Internal link audits on a 4,000-page site, done in an afternoon

5 min read

A working note on how I rebuilt our legacy internal link audit process using Claude 3.5 Sonnet and a small Python script. What the model is good at, where it falls apart, and the prompt structure that made the output trustworthy enough to ship.

The site I was looking at had about 4,000 indexed URLs. Most of them were old. Some were genuinely useful but orphaned. Most pointed nowhere helpful, or pointed to the homepage out of habit. The classic legacy content problem: years of writing, no link discipline.

I used to handle this with Screaming Frog plus a spreadsheet and a lot of squinting. This time I tried a different stack: a crawl, a Python script, and Claude 3.5 Sonnet doing the part that actually requires reading.

What the script does before the model sees anything

The model is expensive when you let it read everything. So the Python layer does the boring work first.

I crawled the site, pulled the URL, title, H1, meta description, the first 1,500 characters of body copy, and every internal link with its anchor text. Stored as JSON, one file per page. Then I built a simple index: a flat list of {url, title, summary} for every page on the site. The summary is just the first 200 characters of the body, cleaned.

That index becomes the candidate pool. When I audit page A, Claude doesn’t get all 4,000 pages. It gets page A in full, plus the index, plus the existing outbound links from A. Roughly 60k tokens for a big site, well inside the window.

The prompt asks for three things: which existing internal links on this page are weak (wrong anchor, wrong target, or pointing to a near-dead page), which new internal links should be added with anchor text suggestions, and a confidence score per recommendation.

Where Sonnet earns its money

Reading topical relevance across thousands of titles and summaries is exactly the task. It’s pattern matching at scale with light reasoning. On a page about “first-party data strategy,” it correctly flagged that a 2021 post on cookie deprecation should be linked, suggested an anchor (“the deprecation timeline that kept slipping”), and noted that the existing link to a generic “analytics 101” page was probably wasted.

It also caught things I would have missed. One page had four outbound links, three of which pointed to URLs that 301’d to a consolidated hub. Sonnet noticed the redirect chain because I’d included HTTP status in the page metadata. I would not have checked that manually on every page.

The confidence scoring helped more than I expected. Anything 0.9 or above I trusted on a skim. Anything below 0.7 I either rejected or hand-checked. The 0.7 to 0.9 band was where the real review work happened, and that band was small enough to handle.

Where it falls apart

Two failure modes showed up consistently.

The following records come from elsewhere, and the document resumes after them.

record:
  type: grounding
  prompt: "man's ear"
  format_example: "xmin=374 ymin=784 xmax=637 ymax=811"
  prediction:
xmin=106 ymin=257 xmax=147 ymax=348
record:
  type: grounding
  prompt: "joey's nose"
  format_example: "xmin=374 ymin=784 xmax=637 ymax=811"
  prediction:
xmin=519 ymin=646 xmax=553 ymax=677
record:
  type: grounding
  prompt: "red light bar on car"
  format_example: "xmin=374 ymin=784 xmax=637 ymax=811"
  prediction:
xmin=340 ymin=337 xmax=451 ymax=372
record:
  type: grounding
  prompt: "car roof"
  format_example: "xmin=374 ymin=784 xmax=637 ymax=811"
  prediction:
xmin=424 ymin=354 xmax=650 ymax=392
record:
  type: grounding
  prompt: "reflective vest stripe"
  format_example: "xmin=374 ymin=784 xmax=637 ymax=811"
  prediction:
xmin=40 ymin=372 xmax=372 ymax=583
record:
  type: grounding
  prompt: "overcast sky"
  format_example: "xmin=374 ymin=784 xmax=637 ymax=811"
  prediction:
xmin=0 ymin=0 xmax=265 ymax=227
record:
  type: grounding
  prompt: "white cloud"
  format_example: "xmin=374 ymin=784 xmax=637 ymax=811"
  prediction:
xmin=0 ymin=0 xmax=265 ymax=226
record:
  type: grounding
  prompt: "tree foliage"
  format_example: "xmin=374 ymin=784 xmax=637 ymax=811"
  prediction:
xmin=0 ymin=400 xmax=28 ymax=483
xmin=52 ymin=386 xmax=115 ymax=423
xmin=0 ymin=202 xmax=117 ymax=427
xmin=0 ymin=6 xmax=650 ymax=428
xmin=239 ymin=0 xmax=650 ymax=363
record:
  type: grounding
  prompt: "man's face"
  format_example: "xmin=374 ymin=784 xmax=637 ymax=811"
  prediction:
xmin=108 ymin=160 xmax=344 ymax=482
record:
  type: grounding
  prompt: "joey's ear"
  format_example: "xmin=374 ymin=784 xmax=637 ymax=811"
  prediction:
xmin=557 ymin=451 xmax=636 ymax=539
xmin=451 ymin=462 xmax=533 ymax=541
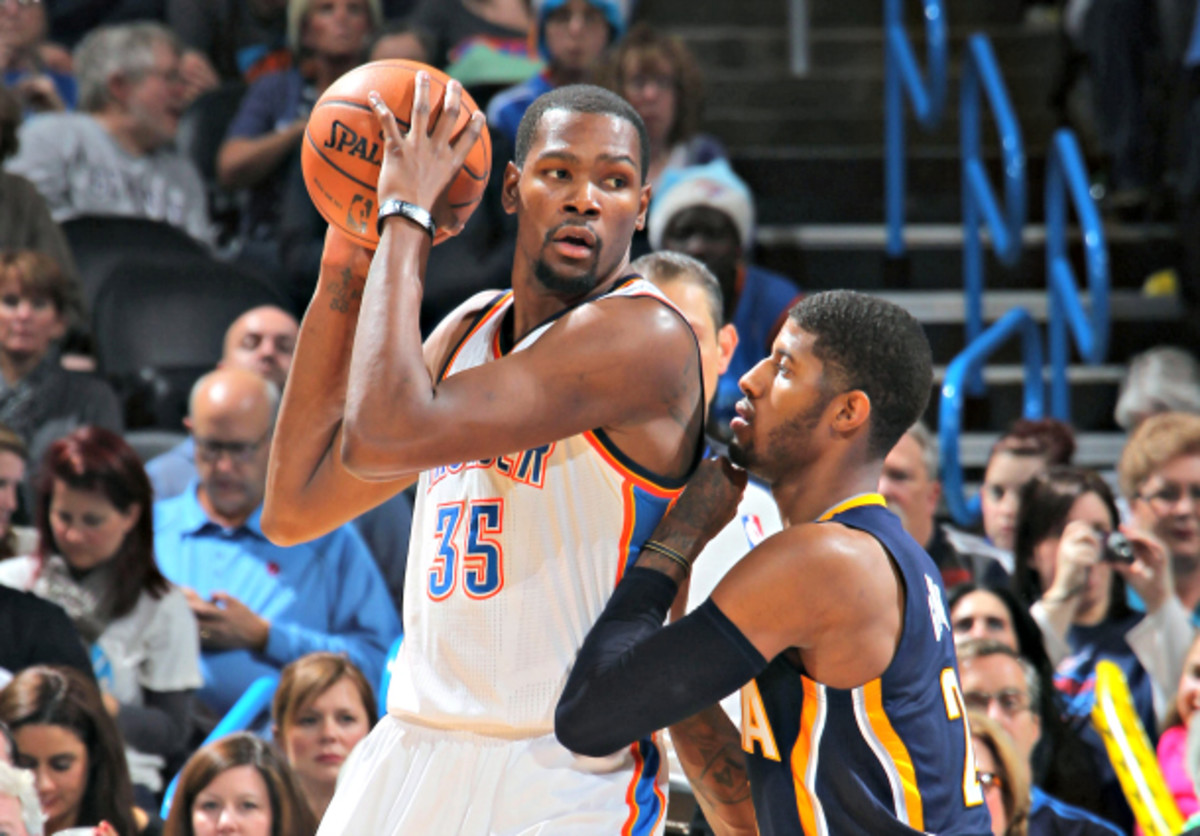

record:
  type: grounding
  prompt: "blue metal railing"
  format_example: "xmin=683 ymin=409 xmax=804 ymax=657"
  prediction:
xmin=1045 ymin=128 xmax=1109 ymax=421
xmin=158 ymin=674 xmax=280 ymax=819
xmin=959 ymin=35 xmax=1026 ymax=395
xmin=883 ymin=0 xmax=949 ymax=257
xmin=937 ymin=308 xmax=1045 ymax=525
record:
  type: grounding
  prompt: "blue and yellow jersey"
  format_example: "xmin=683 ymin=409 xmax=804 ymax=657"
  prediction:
xmin=742 ymin=494 xmax=991 ymax=836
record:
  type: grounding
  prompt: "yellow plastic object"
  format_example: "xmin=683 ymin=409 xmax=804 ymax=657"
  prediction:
xmin=1092 ymin=660 xmax=1183 ymax=836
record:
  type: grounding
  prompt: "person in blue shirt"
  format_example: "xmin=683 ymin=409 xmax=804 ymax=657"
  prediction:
xmin=649 ymin=160 xmax=800 ymax=440
xmin=146 ymin=305 xmax=413 ymax=614
xmin=952 ymin=638 xmax=1121 ymax=836
xmin=155 ymin=368 xmax=401 ymax=714
xmin=487 ymin=0 xmax=629 ymax=145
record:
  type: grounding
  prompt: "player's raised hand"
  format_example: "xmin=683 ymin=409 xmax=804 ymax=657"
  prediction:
xmin=370 ymin=72 xmax=485 ymax=227
xmin=667 ymin=456 xmax=746 ymax=546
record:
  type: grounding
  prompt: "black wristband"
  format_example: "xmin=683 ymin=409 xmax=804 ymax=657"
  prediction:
xmin=376 ymin=199 xmax=438 ymax=241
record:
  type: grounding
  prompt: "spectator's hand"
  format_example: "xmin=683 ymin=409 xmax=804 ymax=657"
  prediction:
xmin=179 ymin=49 xmax=221 ymax=104
xmin=1043 ymin=519 xmax=1100 ymax=605
xmin=100 ymin=691 xmax=121 ymax=717
xmin=1112 ymin=525 xmax=1175 ymax=614
xmin=37 ymin=43 xmax=74 ymax=76
xmin=371 ymin=72 xmax=485 ymax=234
xmin=185 ymin=590 xmax=271 ymax=650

First, Sonnet will hallucinate plausible-sounding URLs if your index has any gaps. If a page is in your sitemap but failed to crawl, the model will sometimes invent a URL that fits the pattern. I added a validation step: every recommended URL has to exist in the index, or it gets dropped. About 3% of suggestions were filtered this way. Not catastrophic, but enough that you cannot skip the check.

Second, the model is bad at deciding when not to add a link. Ask it for new internal link opportunities and it will find them. Always. Even when the page is already well-linked and adding another would dilute the existing structure. I had to put a hard cap in the prompt: “Suggest a maximum of 3 new links, and only if they meaningfully add value. It is correct and expected to suggest zero.” That last sentence mattered. Without it, every page got three suggestions whether it needed them or not.

The cost math

Sonnet ran me about $0.30 per page audited at this prompt size. For 4,000 pages that’s $1,200, which is a lot until you compare it to the agency quote I had on file for the same project: $18,000 and six weeks. I audited the top 600 pages by traffic first, which is where 90% of the value lives anyway. Total cost: $180. Time: one afternoon to write the script, one overnight run, two days of human review.

The deliverable was a CSV with page URL, recommended action, target URL, suggested anchor, confidence, and reasoning. The reasoning column is what made it shippable. A junior on the team could action the high-confidence rows without needing to re-derive why.

What I’d change next time

I’d add a second pass that looks at the link graph holistically rather than page by page. Per-page audits are good at local decisions but miss things like “this orphan page is being recommended as a link target from twelve other pages, so let’s prioritize fixing it first.” That’s a graph problem, not a reading problem, and you don’t need an LLM for it. NetworkX would do it in twenty lines.

If you’re a marketer sitting on a legacy site and waiting for budget to do this properly, the practitioner move is to stop waiting. Run it on your top 200 pages by organic traffic this week. The script is maybe 150 lines. The real skill isn’t the code, it’s writing the prompt so the model knows when zero suggestions is the right answer, and building the validation layer that catches the hallucinated URLs before they reach a CSV someone might actually ship. Skip either of those and you’ve just automated a slightly faster way to publish bad links.